EFT tapping is a similar concept, but it has a specific sequence and is often done while repeating an affirmation, such as “That was then and this is now.”
Try a breathing technique like the Square Breath: Count four beats for an inhale, four beats to pause, four beats to exhale, and four beats to pause. Repeat this until you feel better.
Another simple breath practice is to focus on breathing all the way in and then breathing all the way out. Repeat until you feel calmer.
Rub your hands together and stamp your feet on the ground.
Look around the room, including above and behind you. Really notice your physical environment.
Count five things you can see, four things you can touch, three things you can hear, two things you can smell, and one thing you can taste.
Find all the blue things in the room. Then all the red things. Go through the colors until you feel calmer.
Shake, jump, walk, or dance around—movement is a powerful way to come back to the body and step out of the stress response.
Breath deeply as you sniff a comforting smell like lavender or a favorite perfume.
Envision a Container
When you feel calm enough and have a few minutes to yourself, imagine a container to store anything that you feel you can’t handle right now. Imagine it in great detail: the color, shape, size, texture, and the type of lid or lock.
Imagine placing within it anything you don’t have the resources to deal with right now, clarifying that you are holding those things safe and sacred until you do feel capable of handling them.
Listen to the Wisdom of Your Emotions
All our emotions have a purpose, a function, and a meaning.
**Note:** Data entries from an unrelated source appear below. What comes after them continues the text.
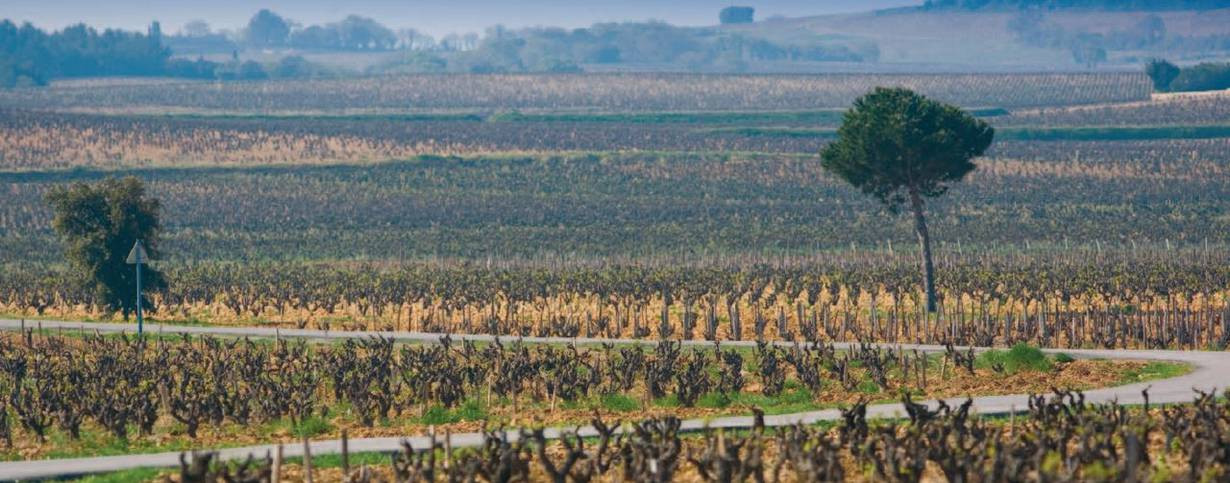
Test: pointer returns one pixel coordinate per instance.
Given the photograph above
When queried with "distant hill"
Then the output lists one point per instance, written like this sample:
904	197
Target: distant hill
1138	5
919	38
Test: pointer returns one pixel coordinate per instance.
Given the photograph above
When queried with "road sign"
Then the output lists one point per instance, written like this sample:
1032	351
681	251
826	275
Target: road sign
137	255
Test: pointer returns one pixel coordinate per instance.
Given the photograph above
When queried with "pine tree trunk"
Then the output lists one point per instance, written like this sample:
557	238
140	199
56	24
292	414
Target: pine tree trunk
925	243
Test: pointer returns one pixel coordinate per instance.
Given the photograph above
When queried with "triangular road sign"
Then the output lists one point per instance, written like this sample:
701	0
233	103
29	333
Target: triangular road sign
138	255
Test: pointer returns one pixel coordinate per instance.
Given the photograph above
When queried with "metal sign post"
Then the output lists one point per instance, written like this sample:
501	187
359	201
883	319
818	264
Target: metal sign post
135	257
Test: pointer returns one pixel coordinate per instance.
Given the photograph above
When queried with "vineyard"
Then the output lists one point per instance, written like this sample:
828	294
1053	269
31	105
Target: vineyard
1151	299
1062	438
570	92
686	215
69	393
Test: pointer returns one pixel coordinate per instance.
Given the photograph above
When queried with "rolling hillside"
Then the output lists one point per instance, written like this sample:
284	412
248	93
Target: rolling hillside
939	41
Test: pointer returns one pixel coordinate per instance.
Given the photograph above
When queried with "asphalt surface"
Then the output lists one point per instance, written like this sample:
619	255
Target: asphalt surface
1210	371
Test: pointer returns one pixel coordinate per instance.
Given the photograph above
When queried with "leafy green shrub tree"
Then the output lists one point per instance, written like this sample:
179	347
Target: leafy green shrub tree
1161	73
900	148
99	225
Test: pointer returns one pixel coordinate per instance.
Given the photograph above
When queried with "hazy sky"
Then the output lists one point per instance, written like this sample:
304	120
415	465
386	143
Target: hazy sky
433	16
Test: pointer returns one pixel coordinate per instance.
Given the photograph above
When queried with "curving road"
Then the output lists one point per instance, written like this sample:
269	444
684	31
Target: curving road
1209	373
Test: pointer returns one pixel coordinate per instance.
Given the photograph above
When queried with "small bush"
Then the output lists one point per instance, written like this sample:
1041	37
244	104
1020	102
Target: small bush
714	400
619	403
311	427
1020	358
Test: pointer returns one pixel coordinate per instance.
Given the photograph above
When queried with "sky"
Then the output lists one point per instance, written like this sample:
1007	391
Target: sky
436	17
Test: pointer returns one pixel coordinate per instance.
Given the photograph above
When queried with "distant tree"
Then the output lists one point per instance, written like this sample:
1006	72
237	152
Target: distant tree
1162	74
252	70
902	148
1089	53
267	30
99	225
737	15
196	28
1204	76
363	33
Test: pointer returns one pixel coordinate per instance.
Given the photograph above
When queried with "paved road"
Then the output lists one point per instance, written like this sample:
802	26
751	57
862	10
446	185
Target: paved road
1209	373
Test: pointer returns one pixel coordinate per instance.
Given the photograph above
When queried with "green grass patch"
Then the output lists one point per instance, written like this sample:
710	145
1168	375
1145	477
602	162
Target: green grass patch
1153	370
469	411
137	475
1020	358
311	427
618	402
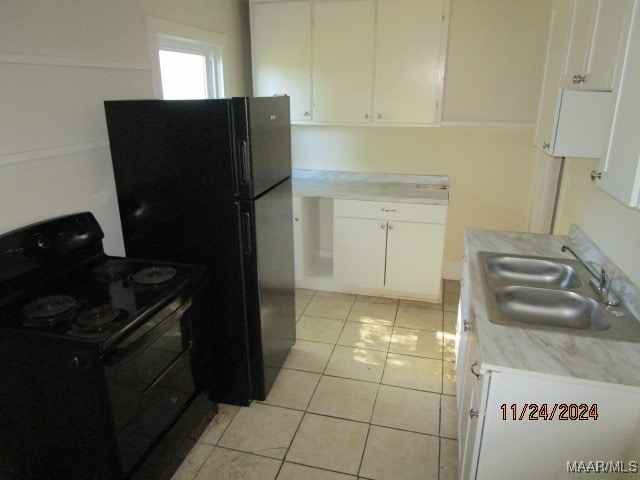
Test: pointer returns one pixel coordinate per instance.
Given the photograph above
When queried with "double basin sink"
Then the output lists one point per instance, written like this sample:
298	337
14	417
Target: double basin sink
551	294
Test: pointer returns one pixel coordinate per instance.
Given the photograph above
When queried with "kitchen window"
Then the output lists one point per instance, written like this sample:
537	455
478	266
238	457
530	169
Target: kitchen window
187	61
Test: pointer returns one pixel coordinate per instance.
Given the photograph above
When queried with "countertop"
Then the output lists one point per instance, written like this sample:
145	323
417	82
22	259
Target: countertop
425	189
542	352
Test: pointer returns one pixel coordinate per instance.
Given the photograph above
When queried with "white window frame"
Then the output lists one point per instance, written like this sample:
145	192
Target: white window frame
166	35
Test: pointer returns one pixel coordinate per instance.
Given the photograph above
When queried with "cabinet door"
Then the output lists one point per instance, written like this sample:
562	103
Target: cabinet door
470	388
583	14
408	61
607	44
414	257
343	43
620	164
507	444
595	42
560	20
281	53
359	252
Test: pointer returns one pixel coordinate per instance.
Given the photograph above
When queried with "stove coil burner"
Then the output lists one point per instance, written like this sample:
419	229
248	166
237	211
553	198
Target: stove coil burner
97	319
110	270
49	310
154	275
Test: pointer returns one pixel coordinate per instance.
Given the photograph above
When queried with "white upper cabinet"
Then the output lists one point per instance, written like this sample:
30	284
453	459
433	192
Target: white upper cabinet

In general:
Anger identifies a need that’s not being met or a boundary that’s being crossed. It wants change.
Sadness is processing a loss. It needs time, tenderness, gentleness, and safe people.
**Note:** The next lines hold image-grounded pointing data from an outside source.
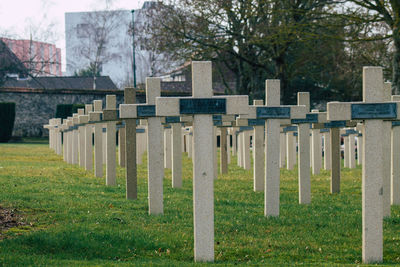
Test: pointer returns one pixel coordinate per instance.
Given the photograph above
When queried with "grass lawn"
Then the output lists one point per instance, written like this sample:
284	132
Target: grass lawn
72	219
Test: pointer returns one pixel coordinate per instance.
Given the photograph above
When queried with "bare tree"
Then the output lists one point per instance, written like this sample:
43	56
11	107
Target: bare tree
95	31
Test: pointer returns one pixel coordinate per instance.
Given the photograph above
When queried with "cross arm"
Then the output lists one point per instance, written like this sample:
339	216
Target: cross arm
338	111
176	106
275	112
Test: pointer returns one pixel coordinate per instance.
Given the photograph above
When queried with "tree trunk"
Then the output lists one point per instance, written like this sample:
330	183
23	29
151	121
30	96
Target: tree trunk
396	59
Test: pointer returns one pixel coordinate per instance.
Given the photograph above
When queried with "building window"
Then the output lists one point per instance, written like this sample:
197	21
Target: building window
82	30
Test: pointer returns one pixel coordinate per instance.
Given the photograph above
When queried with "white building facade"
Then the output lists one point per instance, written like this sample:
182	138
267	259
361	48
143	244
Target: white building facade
104	37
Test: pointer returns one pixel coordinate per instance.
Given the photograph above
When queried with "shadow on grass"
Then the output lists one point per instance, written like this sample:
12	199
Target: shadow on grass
84	244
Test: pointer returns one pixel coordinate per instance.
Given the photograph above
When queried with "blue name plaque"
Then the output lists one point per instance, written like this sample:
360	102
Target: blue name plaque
202	106
273	112
256	122
374	111
310	118
146	110
335	124
173	119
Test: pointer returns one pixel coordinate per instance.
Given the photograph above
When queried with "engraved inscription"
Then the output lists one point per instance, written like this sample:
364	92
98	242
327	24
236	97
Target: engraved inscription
202	106
273	112
146	110
374	111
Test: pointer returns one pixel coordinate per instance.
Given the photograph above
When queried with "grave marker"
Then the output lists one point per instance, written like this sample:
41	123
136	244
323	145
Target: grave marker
372	111
155	162
203	168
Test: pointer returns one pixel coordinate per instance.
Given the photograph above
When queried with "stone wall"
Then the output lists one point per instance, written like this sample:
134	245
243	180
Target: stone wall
35	107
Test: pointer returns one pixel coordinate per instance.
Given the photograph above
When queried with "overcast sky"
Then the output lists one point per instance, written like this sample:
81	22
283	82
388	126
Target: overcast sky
18	18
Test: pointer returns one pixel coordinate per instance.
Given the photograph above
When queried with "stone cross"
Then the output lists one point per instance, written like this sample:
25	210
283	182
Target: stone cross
395	159
69	139
130	148
290	146
95	117
202	105
88	139
155	162
258	147
75	143
316	149
81	138
373	110
110	115
327	148
303	130
272	113
173	149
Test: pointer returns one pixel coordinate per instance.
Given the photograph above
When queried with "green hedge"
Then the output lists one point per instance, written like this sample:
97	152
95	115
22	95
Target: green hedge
7	117
66	110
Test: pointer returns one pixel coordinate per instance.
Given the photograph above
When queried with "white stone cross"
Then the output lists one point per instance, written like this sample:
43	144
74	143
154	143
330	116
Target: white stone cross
272	113
95	117
373	110
155	163
202	105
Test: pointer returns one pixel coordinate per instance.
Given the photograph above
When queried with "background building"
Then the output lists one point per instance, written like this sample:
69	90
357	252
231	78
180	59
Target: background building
103	40
39	58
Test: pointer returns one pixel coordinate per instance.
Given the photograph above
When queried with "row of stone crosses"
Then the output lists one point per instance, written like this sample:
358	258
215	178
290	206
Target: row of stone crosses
170	125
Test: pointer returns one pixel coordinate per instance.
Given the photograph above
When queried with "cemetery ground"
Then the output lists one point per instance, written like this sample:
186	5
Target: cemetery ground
67	217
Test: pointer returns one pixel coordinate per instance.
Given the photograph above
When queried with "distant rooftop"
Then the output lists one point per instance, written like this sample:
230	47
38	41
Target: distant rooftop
63	83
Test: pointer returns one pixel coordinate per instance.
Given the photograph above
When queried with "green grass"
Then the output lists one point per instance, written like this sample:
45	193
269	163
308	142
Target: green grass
73	219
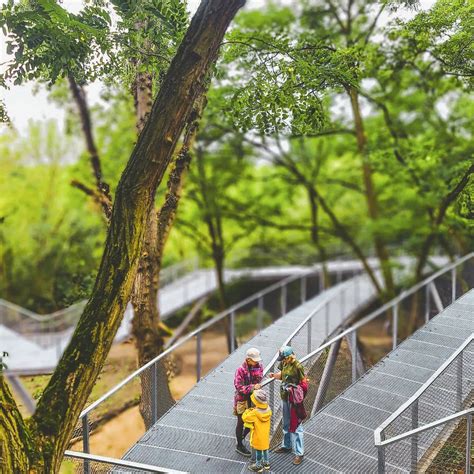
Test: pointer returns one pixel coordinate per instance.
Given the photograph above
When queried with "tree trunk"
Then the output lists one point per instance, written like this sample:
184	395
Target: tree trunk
313	204
102	194
370	194
58	409
146	329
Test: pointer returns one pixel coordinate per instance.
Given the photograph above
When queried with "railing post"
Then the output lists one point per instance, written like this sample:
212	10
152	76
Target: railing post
272	398
198	356
260	312
343	303
283	300
354	355
414	438
357	290
427	303
381	459
453	282
232	331
468	442
85	442
326	317
394	326
309	335
154	394
459	374
303	289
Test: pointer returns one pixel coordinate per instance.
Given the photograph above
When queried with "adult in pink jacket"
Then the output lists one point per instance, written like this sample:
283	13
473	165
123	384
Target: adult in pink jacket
247	378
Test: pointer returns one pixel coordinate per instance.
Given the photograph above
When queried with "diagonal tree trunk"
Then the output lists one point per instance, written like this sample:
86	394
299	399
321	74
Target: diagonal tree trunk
39	445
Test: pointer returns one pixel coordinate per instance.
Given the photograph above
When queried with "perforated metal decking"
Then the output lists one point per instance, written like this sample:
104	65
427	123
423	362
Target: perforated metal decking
197	435
341	436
Fear identifies a threat and wants us to retreat to safety.
Joy wants to be shared and expressed.
Disgust identifies something physically or emotionally toxic and wants to get it out/away.
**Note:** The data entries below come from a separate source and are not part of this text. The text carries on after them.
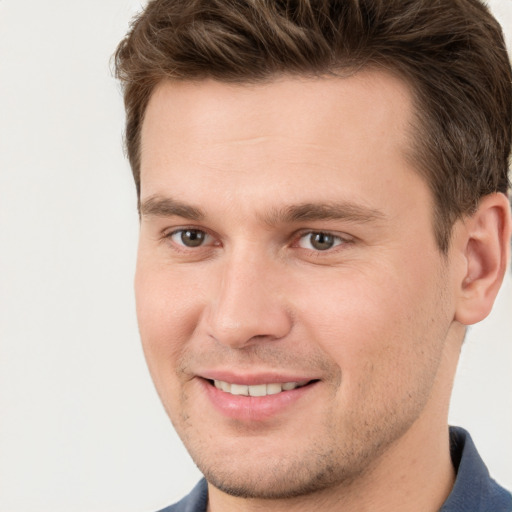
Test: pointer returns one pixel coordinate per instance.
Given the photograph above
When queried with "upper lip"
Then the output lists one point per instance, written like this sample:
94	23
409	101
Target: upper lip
253	378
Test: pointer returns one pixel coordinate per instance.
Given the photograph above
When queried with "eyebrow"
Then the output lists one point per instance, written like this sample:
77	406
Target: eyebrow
168	207
309	212
303	212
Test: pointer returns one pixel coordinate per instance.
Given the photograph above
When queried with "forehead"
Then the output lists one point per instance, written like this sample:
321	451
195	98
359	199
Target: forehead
339	134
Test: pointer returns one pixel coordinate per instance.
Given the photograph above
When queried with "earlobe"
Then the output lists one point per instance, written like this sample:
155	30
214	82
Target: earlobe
486	247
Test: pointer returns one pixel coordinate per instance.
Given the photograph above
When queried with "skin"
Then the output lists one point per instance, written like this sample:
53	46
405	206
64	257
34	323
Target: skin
376	320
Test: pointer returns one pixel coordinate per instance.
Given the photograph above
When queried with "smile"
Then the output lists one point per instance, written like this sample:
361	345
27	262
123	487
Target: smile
257	389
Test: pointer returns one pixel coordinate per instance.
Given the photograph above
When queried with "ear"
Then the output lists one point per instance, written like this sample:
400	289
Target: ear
485	247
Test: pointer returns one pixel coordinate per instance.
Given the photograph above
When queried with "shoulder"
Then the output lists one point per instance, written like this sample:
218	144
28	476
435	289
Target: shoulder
474	488
196	501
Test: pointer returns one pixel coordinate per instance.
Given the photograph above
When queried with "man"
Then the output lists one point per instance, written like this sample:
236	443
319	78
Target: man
322	192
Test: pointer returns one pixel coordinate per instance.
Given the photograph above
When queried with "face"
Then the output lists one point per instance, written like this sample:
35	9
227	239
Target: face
293	306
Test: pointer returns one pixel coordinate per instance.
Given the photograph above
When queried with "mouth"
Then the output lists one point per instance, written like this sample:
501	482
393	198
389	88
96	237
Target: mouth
257	398
257	390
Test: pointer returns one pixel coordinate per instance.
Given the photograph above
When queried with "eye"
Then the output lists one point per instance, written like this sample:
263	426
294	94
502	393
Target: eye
190	237
319	241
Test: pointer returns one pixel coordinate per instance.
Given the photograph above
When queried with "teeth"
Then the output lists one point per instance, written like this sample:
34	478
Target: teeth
258	389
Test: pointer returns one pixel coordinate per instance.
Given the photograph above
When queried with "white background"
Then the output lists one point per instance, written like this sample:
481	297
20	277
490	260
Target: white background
81	428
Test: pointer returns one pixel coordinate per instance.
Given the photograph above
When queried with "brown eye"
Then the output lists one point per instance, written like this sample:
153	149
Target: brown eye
190	237
319	241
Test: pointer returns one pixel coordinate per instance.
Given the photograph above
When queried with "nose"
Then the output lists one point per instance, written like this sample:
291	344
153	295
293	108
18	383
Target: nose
248	305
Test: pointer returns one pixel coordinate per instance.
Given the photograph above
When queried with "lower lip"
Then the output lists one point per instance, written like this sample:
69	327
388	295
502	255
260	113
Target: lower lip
252	408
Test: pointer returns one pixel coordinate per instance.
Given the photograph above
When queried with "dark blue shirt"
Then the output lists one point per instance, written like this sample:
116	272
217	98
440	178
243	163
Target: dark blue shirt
474	489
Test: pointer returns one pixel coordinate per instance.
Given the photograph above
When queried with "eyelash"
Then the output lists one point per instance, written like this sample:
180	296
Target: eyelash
338	240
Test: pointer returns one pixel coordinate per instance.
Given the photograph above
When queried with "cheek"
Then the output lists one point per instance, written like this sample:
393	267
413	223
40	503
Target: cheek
167	311
378	329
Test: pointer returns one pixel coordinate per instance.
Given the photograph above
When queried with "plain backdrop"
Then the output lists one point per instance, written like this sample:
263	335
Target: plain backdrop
81	428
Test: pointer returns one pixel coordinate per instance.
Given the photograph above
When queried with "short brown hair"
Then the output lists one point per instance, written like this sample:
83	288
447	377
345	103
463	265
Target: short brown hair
451	52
Sexual desire wants us to get closer to someone or something.
Try and identify the emotion. Where do you feel it in your body? What do you notice about the sensation and energy of the emotion? If it could speak, what would it say? Journal from the emotion’s perspective. If anger could speak for itself without any filters, what would it actually be saying?
Practice Calm
The more calming practices you have in your life and routine, the easier it is for your nervous system to slip into a state of calm. Calm is a habit like anything else and needs practice. Here are some ideas:
Soothing movement practices like yoga, qigong, dance, and some martial arts are wonderful for regulating the breath and the nervous system. Find one you like and go to class at least once a week. There is also a huge benefit in doing this with others who are also calm.
Include meditation and breathing practices into your daily routine, even if it’s while you’re falling asleep at night. Guided meditations are excellent, especially if you are new to meditation and/or feeling stressed.
Make time daily to relax in stillness. This could be resting in a comfortable position (Savasana or Legs Up The Wall are great yoga poses for this) or taking a nap for 10-15 minutes a day.
Notice the calming practices you already have in your day to day life, such as cooking, doing a crossword puzzle, or walking in nature, and make those activities a priority in your routine.
Notice which friends or family members you feel safe and calm with, and make a point to spend more time with them. Notice which ones stress you out, and do your best to reduce time with them.